Malak obeyed, footsteps heavy with silenced agony and rage. In Revan’s opinion, muting Malak’s garrulous voice had been a rather desirable side-effect.
The young woman shrank back in the corner, wishing she could slink out under his notice yet somehow fearful of doing so.
“You’re still here?”
She swallowed hard. “Yes, my Lord.”
“Your service has been noted. Stay away from Malak; he will not forget this incident.”
“I understand.”
Revan said nothing, looking out of the window instead at the ravaged world below. She wondered whether she should leave, and was about to do so when he spoke again.
“What do you understand by the Dark Side?”
Her confusion was evident and her knee-jerk response was not unexpected, “Peace is a lie, there is only passion. Through passion, I gain strength…”
“I asked what you understand by the Dark Side. The Dark Side and the Sith are often confused for each other but they are not the same thing. Yet if you wish to truly become a Sith, you must first understand the Dark Side.”
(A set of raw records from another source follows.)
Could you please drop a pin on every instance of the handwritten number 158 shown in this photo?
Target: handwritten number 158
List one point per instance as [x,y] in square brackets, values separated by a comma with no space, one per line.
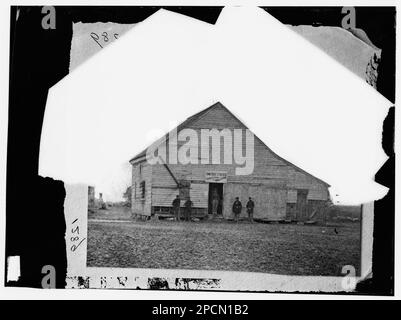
[75,237]
[102,38]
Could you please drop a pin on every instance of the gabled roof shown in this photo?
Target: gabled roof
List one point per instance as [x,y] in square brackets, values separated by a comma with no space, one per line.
[199,115]
[182,125]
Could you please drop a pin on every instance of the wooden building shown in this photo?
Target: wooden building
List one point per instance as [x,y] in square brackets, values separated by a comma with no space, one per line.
[280,190]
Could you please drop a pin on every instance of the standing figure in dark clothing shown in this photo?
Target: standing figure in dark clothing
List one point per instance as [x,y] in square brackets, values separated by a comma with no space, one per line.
[237,208]
[176,207]
[188,209]
[249,209]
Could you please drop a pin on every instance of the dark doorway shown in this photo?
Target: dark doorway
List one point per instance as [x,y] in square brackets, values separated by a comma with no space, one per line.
[215,191]
[302,200]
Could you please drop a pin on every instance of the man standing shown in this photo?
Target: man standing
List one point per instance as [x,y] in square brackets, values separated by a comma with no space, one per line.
[249,208]
[176,207]
[237,208]
[188,209]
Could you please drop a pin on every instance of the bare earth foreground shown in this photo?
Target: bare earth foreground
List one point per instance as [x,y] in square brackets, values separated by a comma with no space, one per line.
[270,248]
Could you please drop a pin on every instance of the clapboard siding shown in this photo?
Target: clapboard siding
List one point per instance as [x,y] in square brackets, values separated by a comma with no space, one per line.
[163,197]
[141,172]
[273,181]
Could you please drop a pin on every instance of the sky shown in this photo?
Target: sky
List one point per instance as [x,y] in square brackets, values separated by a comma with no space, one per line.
[303,104]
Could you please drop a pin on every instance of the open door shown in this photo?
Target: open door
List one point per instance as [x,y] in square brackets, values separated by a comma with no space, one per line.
[215,191]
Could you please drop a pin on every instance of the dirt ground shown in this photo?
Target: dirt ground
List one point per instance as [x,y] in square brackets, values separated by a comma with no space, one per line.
[258,247]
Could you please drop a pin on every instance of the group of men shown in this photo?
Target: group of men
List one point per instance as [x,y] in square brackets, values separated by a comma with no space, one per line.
[237,208]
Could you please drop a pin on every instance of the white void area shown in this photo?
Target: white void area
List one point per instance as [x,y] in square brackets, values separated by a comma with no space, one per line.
[304,105]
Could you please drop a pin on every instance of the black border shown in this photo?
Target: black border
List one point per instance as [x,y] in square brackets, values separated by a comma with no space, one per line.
[39,58]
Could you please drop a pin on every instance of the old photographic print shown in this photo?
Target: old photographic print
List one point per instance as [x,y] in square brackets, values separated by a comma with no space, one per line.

She had prostrated herself already, even though his back was to her. “Yes, master.”
“Answer me.”
“I do not know, master.”
“Do you know why we fight?”
“To destroy the Republic, my Lord.”
The masked face inclined itself slightly. “Perhaps. But why?”
“I do not know.”
“And no one can teach you. I will only tell you this: you already have the key. You are discharged. Go to the Outer Rim, and beyond if necessary. When you have found the truth, I will be waiting.”
* * *
Years later
They were always silent at first. There is something about voiceless, bottled pain that makes it all the more unbearable to look it—perhaps because it was too reminiscent of that first woman lying on the dusty road. Her clothes had been caked with dried blood, to the point that her skirt would have been able to stand by itself, yet my fingers had come away moist with a dark, warm stickiness. The smell hit me then, and I realize that she also was incontinent.
I touched her face.
Too weak. Can’t run Can’t fight. My baby is dead. He was dying anyway. The soldiers took me. And then with guns. They fired the gun. Bleeding. It hurts. Blood on the dried grass. Nowhere to go.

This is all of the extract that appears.